Bloomberg | There is no place like home for African governments shut out of global debt markets by crises that have made foreign borrowing too expensive.

According to the S&P Global Ratings’ annual African Debt report published Wednesday, Eurobond markets have become tighter as investors grappled with shocks caused by the COVID-19 pandemic, Russia’s invasion of Ukraine, high global inflation and aggressive interest-rate increases led by the US Federal Reserve.

The extra yield investors demand to hold the sovereign dollar bonds of African governments compared with US Treasuries has jumped 400 basis points since January 2020 to 852 basis points, according to JPMorgan Chase & Co. data.

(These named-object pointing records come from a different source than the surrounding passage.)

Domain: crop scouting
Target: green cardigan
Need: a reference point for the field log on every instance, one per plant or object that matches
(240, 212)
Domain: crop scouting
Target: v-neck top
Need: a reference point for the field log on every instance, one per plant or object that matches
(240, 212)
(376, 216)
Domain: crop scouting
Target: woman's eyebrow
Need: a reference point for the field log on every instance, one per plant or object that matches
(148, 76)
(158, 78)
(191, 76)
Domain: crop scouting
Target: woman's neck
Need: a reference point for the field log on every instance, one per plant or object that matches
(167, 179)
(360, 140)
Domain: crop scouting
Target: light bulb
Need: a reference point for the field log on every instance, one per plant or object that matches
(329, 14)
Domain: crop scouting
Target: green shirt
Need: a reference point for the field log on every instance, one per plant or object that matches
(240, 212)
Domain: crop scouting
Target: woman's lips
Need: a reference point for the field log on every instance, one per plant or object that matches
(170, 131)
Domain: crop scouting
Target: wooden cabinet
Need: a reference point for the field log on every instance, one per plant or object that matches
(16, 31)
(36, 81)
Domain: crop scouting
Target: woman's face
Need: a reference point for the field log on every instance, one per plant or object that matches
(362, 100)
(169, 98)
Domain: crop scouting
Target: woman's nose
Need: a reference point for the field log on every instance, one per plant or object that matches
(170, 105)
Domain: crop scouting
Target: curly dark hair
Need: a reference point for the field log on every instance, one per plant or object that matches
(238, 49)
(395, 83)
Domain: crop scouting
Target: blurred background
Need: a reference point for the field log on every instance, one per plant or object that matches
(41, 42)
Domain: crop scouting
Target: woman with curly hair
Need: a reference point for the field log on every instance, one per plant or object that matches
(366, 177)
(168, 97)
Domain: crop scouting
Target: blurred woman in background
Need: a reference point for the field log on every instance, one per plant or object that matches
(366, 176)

“This has forced the majority of African sovereign issuers to shift away from external financing and pursue domestic borrowing instead, with varying degrees of success,” the S&P analysts said in the report.

Increased demand for local debt has pushed up the cost of refinancing domestic loans across the continent, as governments chase limited funds owing to shallow domestic financial markets. Some borrowers, like Egypt, Ethiopia and Nigeria, offer negative real returns with interest rates that are below the level of inflation.

“Over time, limited pools of domestic savings in most African economies – which ultimately reflect lower levels of development – will continue to cause difficulties in a world where the return on risk-free assets is quickly increasing via quantitative tightening in advanced economies,” the analysts said.

The pain is unlikely to end soon as central banks are expected to keep interest rates higher for longer to curb price pressures. African governments also have limited headroom to take on more debt, with the average debt-to-GDP for the 23 sovereigns sampled in the report increasing to 62 percent in 2023 from 48 percent in 2017.

At meetings last month in Marrakech, Morocco, the International Monetary Fund said that as many as 8 countries in sub-Saharan Africa will require debt restructuring.

“The way forward will likely entail riskier quasi-fiscal activity or restructuring of local currency debt,” the S&P Global analysts said, adding that it “will have broader implications for medium-term social stability, economic growth, and development, already hard-hit by multiple recent exogenous shocks.”